Add to the story, Trump knew that the mob was armed. All this was of course before anyone knew of the evidence unearthed by the Jan. 6 committee, and well before anything was known about the Mar-a-Lago papers, the violations of the Espionage Act for mishandling classified documents and the obstruction of justice that occurred in Washington and Florida.


At this late date, observes Harvard Law Professor Larry Tribe, who recommended appointment of a special counsel last March, there is little that a special counsel adds to the mix.

Indeed, such an appointment would only serve to postpone further Trump’s day of reckoning. Who would this special counsel be? It would take Diogenes with a lantern to find someone “with a Republican pedigree” who is non-MAGA, immune from attack by the conspiracy theorists and willing to be bound by the facts and the law.

A special counsel will have to assemble his or her own staff of prosecutors. If the special counsel uses Garland’s prosecutors, it will undermine independence. A special counsel will not want to reinvent the wheel. She will need to have unlimited access to Garland’s investigative files and memoranda, which will give rise to the plausible argument that Garland just handed the case over to the special counsel on a silver platter, and that the special counsel is just window dressing for a prosecutorial wrap-around.

In the calamitous event that Trump is elected, there is the advantage that he cannot fire the special counsel except for “good cause.” But, if the special counsel, like Robert Mueller, takes the position that the Justice Department cannot indict a sitting president, it is highly likely that Trump will never be indicted.

Garland has already gone too close to the tipping point to turn back and shed the case. He has braved criticism in authorizing the Mar-a-Lago search warrant, and so far his action has been upheld right up to the Supreme Court.

The search warrant uncovered Trump’s mishandling of highly classified documents and obstruction of justice. Garland has also granted use immunity to Kash Patel, who may be able to unlock the secrets of why Trump spirited from the White House highly sensitive documents as he testifies soon before a federal grand jury.

A special counsel would still enable Trump to argue that the continuing investigation is a “witch hunt” and a partisan enterprise, accomplished by his political rival President Biden, and his committed political base will surely believe it.

Barr appointed Mueller special counsel to investigate collusion and obstruction of justice, but Mueller was subjected to a fusillade of invective that he wasn’t independent. Barr also appointed John Durham to investigate the origins of the Russia-gate inquiry, and Durham was subjected to partisan attack. There is no way around preventing the argument by the MAGAs that any indictment of Trump will “tear the country apart” and unleash violent protest. Trump promised as much before there was any suggestion of a special counsel as he charged that the Justice Department would be “sick and deranged” if it charged him with any crime.

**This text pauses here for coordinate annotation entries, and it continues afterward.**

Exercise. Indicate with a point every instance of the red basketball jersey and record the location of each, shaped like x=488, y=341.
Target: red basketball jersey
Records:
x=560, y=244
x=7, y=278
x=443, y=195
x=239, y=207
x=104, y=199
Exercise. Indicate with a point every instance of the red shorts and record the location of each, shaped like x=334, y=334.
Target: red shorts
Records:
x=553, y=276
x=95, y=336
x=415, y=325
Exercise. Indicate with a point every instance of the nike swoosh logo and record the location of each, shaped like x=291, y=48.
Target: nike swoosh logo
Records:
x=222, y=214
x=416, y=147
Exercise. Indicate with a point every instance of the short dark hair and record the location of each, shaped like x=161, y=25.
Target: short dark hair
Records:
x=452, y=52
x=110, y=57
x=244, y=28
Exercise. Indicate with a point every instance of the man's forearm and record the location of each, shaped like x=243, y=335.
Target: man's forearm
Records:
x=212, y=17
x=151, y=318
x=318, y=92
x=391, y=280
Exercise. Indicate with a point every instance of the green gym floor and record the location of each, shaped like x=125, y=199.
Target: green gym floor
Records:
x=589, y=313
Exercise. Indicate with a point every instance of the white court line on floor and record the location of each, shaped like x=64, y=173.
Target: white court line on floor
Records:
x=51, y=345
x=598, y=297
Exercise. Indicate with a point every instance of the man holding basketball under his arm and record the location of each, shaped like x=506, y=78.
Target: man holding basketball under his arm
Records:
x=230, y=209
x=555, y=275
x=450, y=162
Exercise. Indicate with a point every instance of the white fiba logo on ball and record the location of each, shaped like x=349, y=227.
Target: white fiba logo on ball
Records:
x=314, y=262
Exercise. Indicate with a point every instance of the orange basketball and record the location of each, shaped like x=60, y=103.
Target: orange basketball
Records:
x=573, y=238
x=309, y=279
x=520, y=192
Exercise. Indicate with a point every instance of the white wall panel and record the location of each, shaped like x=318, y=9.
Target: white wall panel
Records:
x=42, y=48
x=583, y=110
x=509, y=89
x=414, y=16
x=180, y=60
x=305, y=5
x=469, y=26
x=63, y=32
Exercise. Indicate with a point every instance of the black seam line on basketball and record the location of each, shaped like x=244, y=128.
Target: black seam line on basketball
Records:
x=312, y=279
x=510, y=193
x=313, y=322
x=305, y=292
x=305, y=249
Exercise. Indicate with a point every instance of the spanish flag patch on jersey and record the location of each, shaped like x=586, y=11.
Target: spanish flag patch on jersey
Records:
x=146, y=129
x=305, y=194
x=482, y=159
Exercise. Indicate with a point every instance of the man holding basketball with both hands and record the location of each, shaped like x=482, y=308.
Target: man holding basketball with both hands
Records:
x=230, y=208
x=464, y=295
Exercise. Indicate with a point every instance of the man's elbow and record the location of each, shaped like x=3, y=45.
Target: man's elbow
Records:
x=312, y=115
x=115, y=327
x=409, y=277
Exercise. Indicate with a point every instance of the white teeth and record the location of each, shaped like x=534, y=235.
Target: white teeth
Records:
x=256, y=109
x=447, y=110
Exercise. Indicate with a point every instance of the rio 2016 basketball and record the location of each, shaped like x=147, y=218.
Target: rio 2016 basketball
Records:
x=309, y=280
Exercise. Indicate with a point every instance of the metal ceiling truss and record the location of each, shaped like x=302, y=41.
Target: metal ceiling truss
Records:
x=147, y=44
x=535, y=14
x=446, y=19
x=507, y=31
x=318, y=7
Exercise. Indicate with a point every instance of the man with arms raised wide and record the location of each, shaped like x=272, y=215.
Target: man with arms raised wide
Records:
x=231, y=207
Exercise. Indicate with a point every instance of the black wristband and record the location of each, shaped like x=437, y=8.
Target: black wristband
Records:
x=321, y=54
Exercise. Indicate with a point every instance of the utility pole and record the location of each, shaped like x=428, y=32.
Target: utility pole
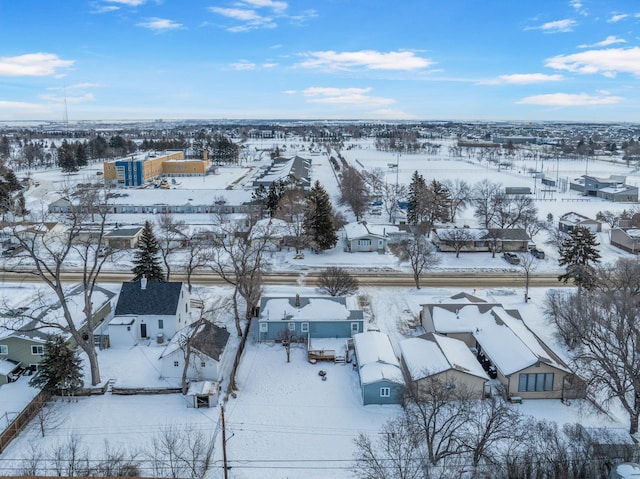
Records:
x=224, y=442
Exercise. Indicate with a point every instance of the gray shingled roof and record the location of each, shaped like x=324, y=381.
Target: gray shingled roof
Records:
x=156, y=298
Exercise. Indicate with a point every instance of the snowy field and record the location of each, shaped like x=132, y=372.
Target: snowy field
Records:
x=285, y=422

Goldsmith wrote that if Garland indicts, the “prosecution would further inflame our already blazing partisan acrimony.” But that would also be true if the special counsel indicts. It will also be true if Fulton County, Ga., District Attorney Fani Willis indicts Trump for his allegedly coercive efforts to overturn the election in that state. She is expected to conclude her investigation by the end of the year, now that the Supreme Court agrees Sen. Lindsey Graham (R-S.C.) must testify before the grand jury looking into the matter. Her prosecutorial decisions are completely outside Garland’s supervision and control.

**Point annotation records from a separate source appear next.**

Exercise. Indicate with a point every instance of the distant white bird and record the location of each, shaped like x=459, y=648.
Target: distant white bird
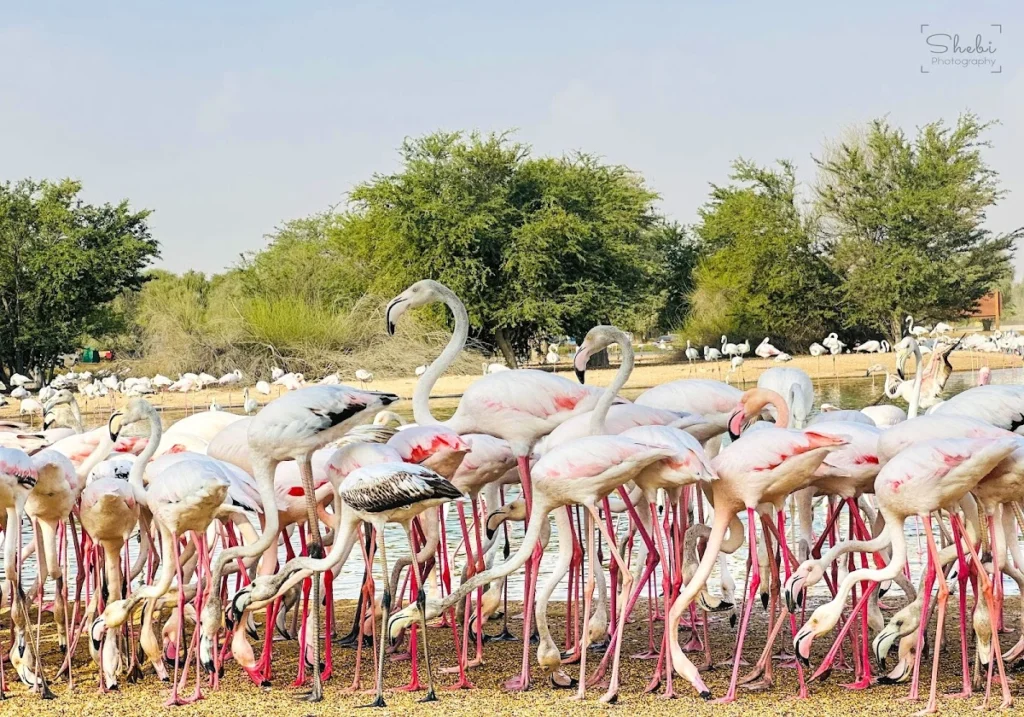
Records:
x=204, y=380
x=249, y=404
x=692, y=354
x=230, y=379
x=867, y=347
x=729, y=349
x=364, y=377
x=291, y=381
x=31, y=406
x=765, y=349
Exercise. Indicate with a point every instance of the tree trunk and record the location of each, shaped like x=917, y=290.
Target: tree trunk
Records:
x=506, y=348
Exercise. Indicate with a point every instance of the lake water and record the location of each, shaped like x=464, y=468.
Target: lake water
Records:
x=852, y=393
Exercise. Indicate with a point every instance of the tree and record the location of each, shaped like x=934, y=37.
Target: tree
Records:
x=535, y=246
x=903, y=223
x=61, y=262
x=761, y=273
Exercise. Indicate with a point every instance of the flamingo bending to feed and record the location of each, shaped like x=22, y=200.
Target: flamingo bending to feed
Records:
x=762, y=466
x=292, y=427
x=519, y=407
x=927, y=476
x=582, y=471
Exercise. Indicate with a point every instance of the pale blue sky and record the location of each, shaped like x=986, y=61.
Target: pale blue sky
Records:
x=228, y=120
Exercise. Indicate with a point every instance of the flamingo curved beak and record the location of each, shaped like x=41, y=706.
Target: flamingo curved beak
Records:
x=391, y=313
x=883, y=643
x=580, y=362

Any indictment of Trump will fuel claims, which will be made anyway, that Biden and Garland should be impeached, that Hunter Biden should be prosecuted and even that House Speaker Nancy Pelosi (D-Calif.) should be prosecuted and executed for treason.

Any prosecution of a political figure will feel like a political prosecution even if it is something as cut and dried as mishandling classified documents. But the Supreme Court has said that no one, even the president, and certainly a mere former president, is above the law.

James D. Zirin is a former federal prosecutor in the Southern District of New York.